Too much personality is also seen as a bad thing. Two years ago, Cam Newton, a black quarterback, was castigated by certain sectors of the sports media for stating his desire to become an “entertainer and icon.” The reaction was as if he had publicly declared he would like to ignore football entirely and focus on personal fame. A year later, Robert Griffin III, another black quarterback, seemed to have learned from Newton’s blunder – he wooed the press with funny interview answers and cool socks, while carefully avoiding saying outright that he wanted to be famous.
Still, big personalities like Griffin III lose out when compared to someone like Andrew Luck, a white quarterback who was taken in the draft just ahead of Griffin III. Luck was a consummate professional, all business. He presented himself as a personality-less football nerd – someone who would spend hours in the film room as opposed to, I don’t know, celebrity-ing – and was considered the safer pick over Griffin III.
What about the Wonderlic test, given to every player at the combine to supposedly test theur knowledge? The test asks players to answer SAT-like math and reasoning questions in a short amount of time. The inherent racial bias of standardized tests has been well-covered, but the Wonderlic raises an even more basic question: why on earth is it still administered? How exactly is knowing when the two trains will meet at all related to being really, really good at football? Reading a playbook and knowing what comes next in a pattern of numbers are, at best, spuriously related. And yet, every year, there’s a report of some highly touted prospect – almost always players of colour – scoring, out of a fifty-point scale, somewhere in the single digits. In draft season, this hurts the players’ draft stock. That’s right: a test tangentially related to the sport can have huge effects.

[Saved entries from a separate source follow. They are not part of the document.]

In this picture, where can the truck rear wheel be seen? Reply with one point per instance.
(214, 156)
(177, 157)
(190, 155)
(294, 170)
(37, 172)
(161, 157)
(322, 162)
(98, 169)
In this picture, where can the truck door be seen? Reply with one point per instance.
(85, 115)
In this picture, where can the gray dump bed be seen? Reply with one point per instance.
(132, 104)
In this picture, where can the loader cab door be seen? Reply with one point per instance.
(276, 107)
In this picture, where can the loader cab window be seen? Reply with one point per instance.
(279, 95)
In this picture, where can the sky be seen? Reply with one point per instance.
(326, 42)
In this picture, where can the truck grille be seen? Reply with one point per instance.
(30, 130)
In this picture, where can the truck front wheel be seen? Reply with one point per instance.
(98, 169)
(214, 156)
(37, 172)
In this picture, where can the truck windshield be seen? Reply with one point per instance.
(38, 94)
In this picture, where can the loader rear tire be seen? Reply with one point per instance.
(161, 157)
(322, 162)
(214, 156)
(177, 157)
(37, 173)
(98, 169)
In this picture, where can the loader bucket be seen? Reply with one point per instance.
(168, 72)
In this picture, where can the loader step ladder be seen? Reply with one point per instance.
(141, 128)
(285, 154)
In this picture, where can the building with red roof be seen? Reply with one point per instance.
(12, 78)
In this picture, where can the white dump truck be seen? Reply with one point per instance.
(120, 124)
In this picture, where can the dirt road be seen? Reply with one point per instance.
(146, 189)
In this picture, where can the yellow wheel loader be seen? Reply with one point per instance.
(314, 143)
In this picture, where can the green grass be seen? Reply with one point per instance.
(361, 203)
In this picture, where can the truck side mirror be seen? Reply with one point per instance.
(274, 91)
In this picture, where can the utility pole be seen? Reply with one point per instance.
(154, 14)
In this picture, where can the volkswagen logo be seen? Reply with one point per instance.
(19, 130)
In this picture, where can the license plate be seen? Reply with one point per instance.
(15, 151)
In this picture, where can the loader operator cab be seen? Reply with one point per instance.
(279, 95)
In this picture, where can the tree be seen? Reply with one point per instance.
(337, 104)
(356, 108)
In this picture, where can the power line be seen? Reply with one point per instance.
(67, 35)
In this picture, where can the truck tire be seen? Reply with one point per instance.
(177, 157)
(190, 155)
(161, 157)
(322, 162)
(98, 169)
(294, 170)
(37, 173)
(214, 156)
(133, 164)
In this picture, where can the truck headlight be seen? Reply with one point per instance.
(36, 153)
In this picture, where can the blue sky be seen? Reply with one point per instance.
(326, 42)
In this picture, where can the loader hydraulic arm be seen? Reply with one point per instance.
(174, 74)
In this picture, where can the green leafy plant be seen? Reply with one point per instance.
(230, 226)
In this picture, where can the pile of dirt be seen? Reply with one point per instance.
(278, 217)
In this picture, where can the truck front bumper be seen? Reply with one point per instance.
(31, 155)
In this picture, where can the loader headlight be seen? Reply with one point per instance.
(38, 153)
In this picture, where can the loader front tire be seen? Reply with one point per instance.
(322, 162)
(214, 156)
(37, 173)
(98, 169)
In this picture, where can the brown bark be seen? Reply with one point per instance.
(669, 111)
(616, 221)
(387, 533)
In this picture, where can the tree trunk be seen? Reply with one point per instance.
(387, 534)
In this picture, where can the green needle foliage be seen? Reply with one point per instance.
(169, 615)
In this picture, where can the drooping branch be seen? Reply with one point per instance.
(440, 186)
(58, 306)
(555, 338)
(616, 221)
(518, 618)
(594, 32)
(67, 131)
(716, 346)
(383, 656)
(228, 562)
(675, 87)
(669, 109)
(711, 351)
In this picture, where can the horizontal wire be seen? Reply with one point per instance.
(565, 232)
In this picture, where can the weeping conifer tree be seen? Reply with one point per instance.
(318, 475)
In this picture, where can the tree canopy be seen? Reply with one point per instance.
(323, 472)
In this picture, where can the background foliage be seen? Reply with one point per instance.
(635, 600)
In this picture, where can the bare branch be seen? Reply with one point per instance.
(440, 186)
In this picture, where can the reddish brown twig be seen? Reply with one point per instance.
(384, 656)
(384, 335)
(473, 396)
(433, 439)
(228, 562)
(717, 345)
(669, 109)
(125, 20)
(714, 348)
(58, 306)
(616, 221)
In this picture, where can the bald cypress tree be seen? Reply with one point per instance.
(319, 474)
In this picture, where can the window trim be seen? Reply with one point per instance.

A draft in any sport should, at its base, be merit-based. A collegiate athlete’s production on the field, however, is often put in the backseat to ‘character issues,’ physical ‘measurables,’ and how well the player interviews. What do teams want? They want a football robot, devoted solely to the team, who won’t give the team bad PR. They want players to never make a mistake, and to always represent the team’s ‘brand’ positively. They want a guy comfortable giving blasé, clichéd quotes to the media day after day, not someone overly emotional. A commitment to the team is valued above all – willingness to risk life and limb, and to not be too much of a celebrity. A safe prospect – that is, the best prospect to an NFL team – is not too human.